Joyeux, de trouver maintenant dans toutes les villes qu’il traversait des frères à entretenir, lui qui si peu de temps auparavant s’était avancé le premier, le flambeau de la vérité à la main, sur un monde entièrement plongé dans les ténèbres de la superstition et du péché, Paul s’arrêta sept jours avec les disciples de Tyr, comme naguère avec ceux de Troas. Ces sept jours lui suffirent pour se les attacher, comme s’il leur avait apporté lui-même l’Évangile. Quoi de plus touchant que cette scène dans laquelle il nous est raconté en paroles si simples comment les Tyriens prirent congé de l’apôtre ? — Ces jours-là, étant passés, nous partîmes et nous nous mîmes en chemin, étant conduits de tous avec leurs femmes et leurs enfants, jusque hors de la ville, et ayant mis les genoux en terre sur le rivage, nous fîmes la prière. Et après nous être embrassés les uns les autres, nous montâmes sur le navire et les autres retournèrent chez eux.
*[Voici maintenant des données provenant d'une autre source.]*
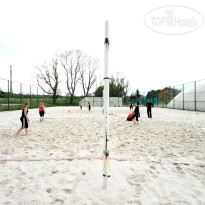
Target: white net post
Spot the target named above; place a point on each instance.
(106, 108)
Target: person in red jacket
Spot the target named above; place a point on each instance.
(136, 114)
(41, 111)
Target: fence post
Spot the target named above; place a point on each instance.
(20, 95)
(195, 94)
(183, 95)
(173, 95)
(8, 94)
(30, 96)
(37, 97)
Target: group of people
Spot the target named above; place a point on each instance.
(131, 117)
(25, 119)
(136, 114)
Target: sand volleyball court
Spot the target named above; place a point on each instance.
(164, 158)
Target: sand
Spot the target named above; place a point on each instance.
(171, 136)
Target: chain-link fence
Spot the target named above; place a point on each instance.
(188, 96)
(13, 95)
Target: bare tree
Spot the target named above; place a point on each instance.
(48, 78)
(71, 62)
(88, 73)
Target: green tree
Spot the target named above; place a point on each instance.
(152, 93)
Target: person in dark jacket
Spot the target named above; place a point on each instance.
(24, 119)
(149, 106)
(136, 114)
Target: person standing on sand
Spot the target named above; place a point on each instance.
(131, 106)
(41, 111)
(24, 119)
(149, 106)
(89, 107)
(136, 114)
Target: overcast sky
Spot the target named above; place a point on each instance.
(34, 31)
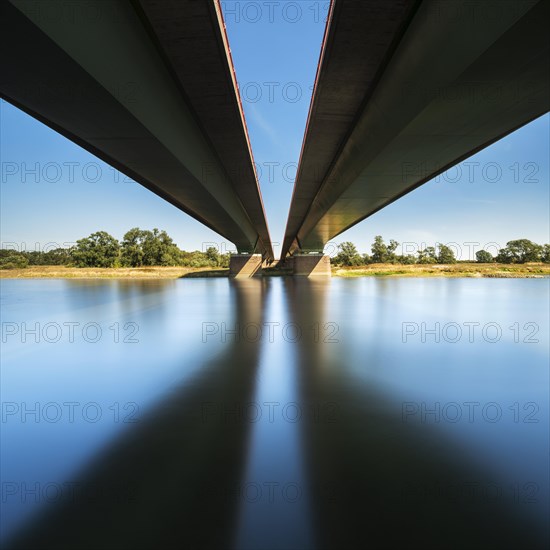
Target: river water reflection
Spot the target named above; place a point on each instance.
(275, 413)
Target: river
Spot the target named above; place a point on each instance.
(275, 413)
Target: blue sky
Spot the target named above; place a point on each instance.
(503, 194)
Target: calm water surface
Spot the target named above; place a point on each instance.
(275, 413)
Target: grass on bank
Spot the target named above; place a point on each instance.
(466, 269)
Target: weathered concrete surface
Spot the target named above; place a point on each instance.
(405, 90)
(245, 265)
(308, 265)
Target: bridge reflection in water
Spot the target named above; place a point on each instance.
(280, 442)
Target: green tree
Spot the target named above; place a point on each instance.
(159, 249)
(445, 255)
(11, 259)
(98, 250)
(212, 256)
(347, 255)
(406, 259)
(427, 255)
(519, 252)
(484, 257)
(132, 247)
(383, 253)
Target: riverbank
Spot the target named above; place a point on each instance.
(467, 269)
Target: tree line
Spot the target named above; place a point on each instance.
(138, 248)
(141, 247)
(518, 251)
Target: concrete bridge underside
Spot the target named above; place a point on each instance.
(149, 87)
(406, 89)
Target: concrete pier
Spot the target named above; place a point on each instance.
(308, 265)
(245, 265)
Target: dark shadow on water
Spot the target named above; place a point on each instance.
(207, 273)
(375, 482)
(171, 480)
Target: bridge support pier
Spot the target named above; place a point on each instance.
(308, 265)
(245, 265)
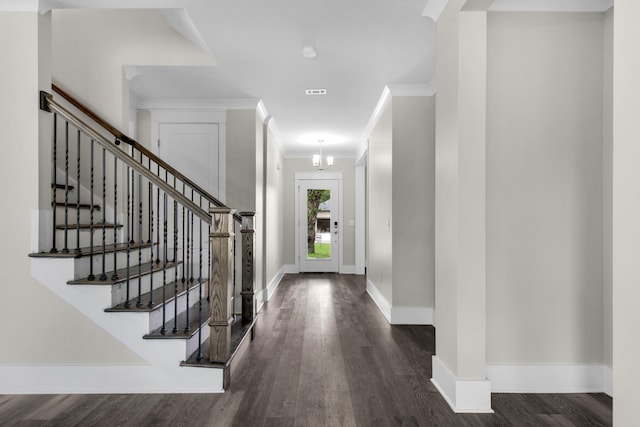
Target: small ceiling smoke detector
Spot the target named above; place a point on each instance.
(309, 52)
(315, 91)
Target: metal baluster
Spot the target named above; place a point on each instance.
(233, 258)
(183, 239)
(158, 210)
(188, 268)
(127, 304)
(151, 234)
(199, 357)
(65, 249)
(139, 302)
(175, 262)
(77, 251)
(150, 228)
(54, 181)
(193, 243)
(114, 276)
(91, 208)
(133, 201)
(103, 276)
(164, 266)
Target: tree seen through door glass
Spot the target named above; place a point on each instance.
(319, 223)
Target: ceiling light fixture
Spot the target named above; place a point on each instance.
(315, 91)
(318, 159)
(309, 52)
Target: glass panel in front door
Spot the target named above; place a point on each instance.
(318, 223)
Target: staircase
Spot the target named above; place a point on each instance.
(147, 255)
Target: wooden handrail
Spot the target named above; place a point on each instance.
(129, 161)
(136, 145)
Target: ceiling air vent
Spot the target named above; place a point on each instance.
(316, 91)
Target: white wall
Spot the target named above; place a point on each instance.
(545, 188)
(347, 167)
(90, 46)
(626, 211)
(241, 152)
(413, 182)
(401, 215)
(275, 209)
(607, 169)
(27, 339)
(380, 205)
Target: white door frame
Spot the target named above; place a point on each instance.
(319, 176)
(198, 117)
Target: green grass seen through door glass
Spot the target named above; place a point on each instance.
(322, 250)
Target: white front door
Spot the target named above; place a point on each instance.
(193, 149)
(319, 227)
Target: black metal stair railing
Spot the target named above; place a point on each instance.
(154, 224)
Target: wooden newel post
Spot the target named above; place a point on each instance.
(248, 262)
(221, 284)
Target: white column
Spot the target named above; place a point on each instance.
(360, 219)
(626, 212)
(459, 365)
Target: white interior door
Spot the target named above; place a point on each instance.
(193, 149)
(319, 227)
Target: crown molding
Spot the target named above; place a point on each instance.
(198, 104)
(388, 93)
(433, 9)
(40, 6)
(179, 20)
(551, 5)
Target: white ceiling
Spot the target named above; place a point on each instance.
(362, 45)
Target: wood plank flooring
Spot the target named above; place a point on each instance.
(323, 356)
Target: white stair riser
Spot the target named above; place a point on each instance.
(192, 343)
(119, 290)
(85, 237)
(155, 317)
(82, 265)
(85, 215)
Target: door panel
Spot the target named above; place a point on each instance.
(192, 148)
(318, 203)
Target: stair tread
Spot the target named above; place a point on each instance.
(170, 293)
(86, 251)
(96, 225)
(239, 330)
(134, 271)
(62, 186)
(72, 205)
(194, 324)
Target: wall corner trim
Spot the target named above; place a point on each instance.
(268, 292)
(411, 315)
(549, 378)
(379, 300)
(463, 396)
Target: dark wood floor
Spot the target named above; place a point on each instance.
(323, 356)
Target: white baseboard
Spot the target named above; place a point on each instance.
(90, 379)
(379, 299)
(291, 269)
(548, 378)
(347, 269)
(411, 315)
(608, 381)
(462, 396)
(274, 283)
(400, 315)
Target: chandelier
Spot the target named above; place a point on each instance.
(319, 159)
Ah ! il est bien vrai que l’Évangile qui nous donne un cœur nouveau pour aimer le Seigneur, nous donne aussi un cœur nouveau pour nous aimer les uns les autres. O vous qui rêvez pour l’humanité un âge d’or où il n’y aurait plus de rivalités, plus de guerres, plus de jalousies, plus de défiances, plus de haines, où tous ne seraient plus qu’un cœur et qu’une âme, n’allez donc pas chercher bien loin dans des rêves sans fondement, ce qu’on vous offre, ce qu’on vous montre dans une si touchante et si réalisable réalité. Trouvez-moi quelque chose de plus cordial, de plus vrai, de plus fraternel, de plus idéal, si vous le voulez, que l’affection témoignée à Paul et à ses compagnons, je ne dis pas par les pasteurs d’Éphèse au milieu desquels il avait passé trois ans, mais par ces femmes et ces enfants de Tyr dont il ne connaissait pas même l’existence sept jours auparavant ! Et que l’Évangile soit annoncé aux barbares les plus abrutis ou les plus cruels, si leur cœur se rend à l’Évangile, partout, en tout temps, vous lui verrez porter les mêmes fruits. C’est à tel point qu’en relisant les récits de mon texte, je n’ai pu m’empêcher de les rapprocher des paroles que le missionnaire Cazalis écrivait, il n’y a pas dix-huit siècles, mais hier encore, au moment de quitter les ci-devant cannibales auxquels il avait appris à connaître à leur tour le seul nom donné aux hommes par lequel ils puissent être sauvés : « J’ai fait mes adieux à mon troupeau, et vous ne sauriez croire avec quelle difficulté je m’en suis arraché. Je tremble encore en pensant aux « scènes émouvantes par lesquelles j’ai dû passer. Je savais bien que les Bassoutos m’aimaient, mais jamais je n’aurais cru qu’ils m’aimassent à ce point. Ce n’a été que réunions, assemblées publiques, pour me témoigner les regrets, la douleur, qu’occasionne mon départ. Les noms les plus tendres m’ont été prodigués. On est venu des quartiers environnants me saluer par bandes. Les cavaliers arrivés devant ma porte voulaient tous me parler, me toucher la main, me crier encore une fois : Va en paix ! et que ta bénédiction nous reste ! Que Dieu te conduise et te garde ! Prie aussi Dieu pour nous ! »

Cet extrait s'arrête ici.